Deliver Insights in Hypertrophic Cardiomyopathy and Observational Outcomes in Real World: United States and European Prospective Registry Study
This registry evaluates patient characteristics, real-world treatment patterns, and short- and long-term outcomes in a population of patients in the United States and Europe with symptomatic obstructive hypertrophic cardiomyopathy (HCM) who are receiving mavacamten, receiving other treatment for obstructive HCM, or not receiving treatment for obstructive HCM due to intolerance or failure of prior treatment. United States Sub-Study: The purpose of this study is to evaluate the safety of mavacamten in patients with symptomatic obstructive HCM in the real-world setting. Europe Sub-Study: The purpose of this study is to evaluate the effectiveness and safety of mavacamten in patients with symptomatic obstructive HCM in the real-world setting.
• ≥ 18 years of age at the time of informed consent.
• Willing and able to provide written informed consent form (ICF) and any required privacy authorization prior to the initiation of study procedures (or in those situations where consent cannot be given by participants, consent provided by their legally acceptable representatives)
‣ United States Sub-Study
• Diagnosis of obstructive HCM consistent with 2020 American Heart Association/American College of Cardiology (AHA/ACC) guidelines.

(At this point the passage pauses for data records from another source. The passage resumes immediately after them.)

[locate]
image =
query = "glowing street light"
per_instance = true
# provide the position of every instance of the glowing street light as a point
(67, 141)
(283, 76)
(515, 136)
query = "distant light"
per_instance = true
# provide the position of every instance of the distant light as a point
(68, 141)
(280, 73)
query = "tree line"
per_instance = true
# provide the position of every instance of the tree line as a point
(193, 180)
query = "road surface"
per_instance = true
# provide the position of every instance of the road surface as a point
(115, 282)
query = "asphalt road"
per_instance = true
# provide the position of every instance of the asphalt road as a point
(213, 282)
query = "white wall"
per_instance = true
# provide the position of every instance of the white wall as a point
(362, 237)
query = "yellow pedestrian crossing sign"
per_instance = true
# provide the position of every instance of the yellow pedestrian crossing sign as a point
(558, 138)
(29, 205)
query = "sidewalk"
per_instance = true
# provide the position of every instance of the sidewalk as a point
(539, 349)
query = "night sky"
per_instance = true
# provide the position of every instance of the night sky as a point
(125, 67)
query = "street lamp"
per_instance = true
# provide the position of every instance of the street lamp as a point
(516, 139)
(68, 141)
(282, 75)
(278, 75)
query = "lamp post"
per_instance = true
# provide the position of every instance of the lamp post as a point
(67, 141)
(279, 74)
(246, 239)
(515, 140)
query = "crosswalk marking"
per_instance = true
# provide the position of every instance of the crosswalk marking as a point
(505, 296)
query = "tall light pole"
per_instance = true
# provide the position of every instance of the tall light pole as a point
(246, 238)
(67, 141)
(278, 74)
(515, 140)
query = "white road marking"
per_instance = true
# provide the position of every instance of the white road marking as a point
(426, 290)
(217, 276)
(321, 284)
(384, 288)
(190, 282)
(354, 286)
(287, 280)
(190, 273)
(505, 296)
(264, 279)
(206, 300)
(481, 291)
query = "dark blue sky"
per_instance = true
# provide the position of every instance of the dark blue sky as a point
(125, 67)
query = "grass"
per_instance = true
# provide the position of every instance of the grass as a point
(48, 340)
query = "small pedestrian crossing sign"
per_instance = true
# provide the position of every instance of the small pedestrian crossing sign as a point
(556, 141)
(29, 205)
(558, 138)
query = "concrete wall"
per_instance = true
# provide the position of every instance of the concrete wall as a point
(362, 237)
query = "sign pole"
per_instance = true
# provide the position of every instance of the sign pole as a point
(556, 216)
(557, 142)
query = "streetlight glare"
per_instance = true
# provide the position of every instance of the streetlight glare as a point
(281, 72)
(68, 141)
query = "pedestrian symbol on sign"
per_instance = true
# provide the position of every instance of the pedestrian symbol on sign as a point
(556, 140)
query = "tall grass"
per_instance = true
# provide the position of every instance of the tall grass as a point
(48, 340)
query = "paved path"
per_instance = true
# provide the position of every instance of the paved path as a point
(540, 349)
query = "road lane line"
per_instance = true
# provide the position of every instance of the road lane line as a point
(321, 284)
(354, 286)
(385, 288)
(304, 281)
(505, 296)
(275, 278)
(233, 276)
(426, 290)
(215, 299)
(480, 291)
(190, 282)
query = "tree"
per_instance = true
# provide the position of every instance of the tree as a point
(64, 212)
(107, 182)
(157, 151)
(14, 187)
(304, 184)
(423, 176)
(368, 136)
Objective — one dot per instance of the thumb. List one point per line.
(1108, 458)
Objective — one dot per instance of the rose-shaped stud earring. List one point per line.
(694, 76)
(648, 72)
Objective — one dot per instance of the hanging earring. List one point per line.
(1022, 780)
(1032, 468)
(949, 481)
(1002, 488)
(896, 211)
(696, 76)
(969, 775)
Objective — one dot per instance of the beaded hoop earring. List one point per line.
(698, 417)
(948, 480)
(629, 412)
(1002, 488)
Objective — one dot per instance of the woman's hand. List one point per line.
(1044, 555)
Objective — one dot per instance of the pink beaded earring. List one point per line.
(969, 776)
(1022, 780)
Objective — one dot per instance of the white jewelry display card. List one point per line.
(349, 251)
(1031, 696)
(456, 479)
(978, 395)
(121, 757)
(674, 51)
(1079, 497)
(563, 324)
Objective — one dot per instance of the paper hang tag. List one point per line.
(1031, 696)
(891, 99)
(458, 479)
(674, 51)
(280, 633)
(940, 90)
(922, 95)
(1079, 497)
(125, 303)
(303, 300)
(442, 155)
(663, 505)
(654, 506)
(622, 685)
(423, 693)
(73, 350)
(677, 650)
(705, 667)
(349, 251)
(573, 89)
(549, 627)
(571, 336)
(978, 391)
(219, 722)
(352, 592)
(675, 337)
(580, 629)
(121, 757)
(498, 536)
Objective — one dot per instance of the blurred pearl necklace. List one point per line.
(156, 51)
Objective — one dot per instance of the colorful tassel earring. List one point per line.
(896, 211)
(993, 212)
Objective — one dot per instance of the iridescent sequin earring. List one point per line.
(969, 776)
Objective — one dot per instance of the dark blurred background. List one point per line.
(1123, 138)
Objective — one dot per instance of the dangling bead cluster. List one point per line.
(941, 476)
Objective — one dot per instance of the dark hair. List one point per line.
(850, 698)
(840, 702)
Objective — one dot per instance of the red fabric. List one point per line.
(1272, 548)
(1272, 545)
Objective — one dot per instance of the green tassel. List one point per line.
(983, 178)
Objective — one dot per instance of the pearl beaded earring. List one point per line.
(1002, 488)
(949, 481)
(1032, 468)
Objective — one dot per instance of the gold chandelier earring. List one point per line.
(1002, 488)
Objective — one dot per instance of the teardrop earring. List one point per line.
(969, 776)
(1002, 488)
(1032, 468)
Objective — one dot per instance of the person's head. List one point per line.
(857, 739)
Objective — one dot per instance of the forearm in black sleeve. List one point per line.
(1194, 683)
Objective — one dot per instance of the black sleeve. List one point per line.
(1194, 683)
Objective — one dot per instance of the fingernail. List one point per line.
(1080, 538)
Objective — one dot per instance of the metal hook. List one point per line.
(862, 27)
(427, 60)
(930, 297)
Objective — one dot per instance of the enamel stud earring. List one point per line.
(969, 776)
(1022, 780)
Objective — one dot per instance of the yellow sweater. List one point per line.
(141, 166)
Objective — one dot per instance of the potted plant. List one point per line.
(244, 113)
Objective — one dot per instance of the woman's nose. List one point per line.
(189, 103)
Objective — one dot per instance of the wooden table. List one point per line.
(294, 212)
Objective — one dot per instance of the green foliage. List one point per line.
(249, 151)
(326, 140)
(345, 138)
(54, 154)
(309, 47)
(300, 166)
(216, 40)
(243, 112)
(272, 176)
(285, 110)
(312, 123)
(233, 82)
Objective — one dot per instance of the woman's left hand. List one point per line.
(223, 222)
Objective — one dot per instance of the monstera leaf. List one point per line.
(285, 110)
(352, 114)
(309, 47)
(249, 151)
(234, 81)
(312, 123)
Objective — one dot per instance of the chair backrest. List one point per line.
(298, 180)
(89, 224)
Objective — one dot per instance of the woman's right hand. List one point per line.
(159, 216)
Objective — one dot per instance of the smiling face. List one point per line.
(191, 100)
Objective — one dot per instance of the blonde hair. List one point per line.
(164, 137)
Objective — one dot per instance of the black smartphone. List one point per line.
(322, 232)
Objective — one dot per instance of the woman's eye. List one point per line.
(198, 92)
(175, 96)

⁃ Obstructive HCM is defined clinically by the presence of increased LV wall thickness ≥ 15 mm (or ≥ 13 mm with positive family history of HCM) in a nondilated ventricular chamber that is not solely explained by abnormal loading conditions (eg, another cardiac or systemic disease) and peak LVOT gradient of ≥ 30 mmHg at rest or with provocation.
• Has documented LVEF of ≥ 55% recorded by echocardiography within the last 6 months.
• Symptoms consistent with NYHA functional class II-IV.
• Receiving beta blocker (BB)s, non-dihydropyridine calcium. channel blockers (nonDHP CCBs), disopyramide, and/or mavacamten (once available) as part of routine clinical care; or currently receiving no treatment due to intolerance or failure of prior treatment (eg, BBs, non-DHP CCBs, or disopyramide) for obstructive HCM.
‣ European Sub-study
• Diagnosis of obstructive HCM consistent with the most recent European Society of Cardiology (ESC) and American Heart Association/American College of Cardiology (AHA/ACC) guidelines
• Documented LVEF of ≥55% recorded by TTE
• Documented symptoms consistent with NYHA functional class II-III at enrollment or within 6 months prior to enrollment (if not available at enrollment).
• As part of routine clinical care for obstructive HCM: receiving BBs, non-DHP CCBs, disopyramide; initiating mavacamten at enrollment; or currently receiving no treatment due to intolerance or failure of prior treatment (e.g., BBs, non-DHP CCBs, or disopyramide).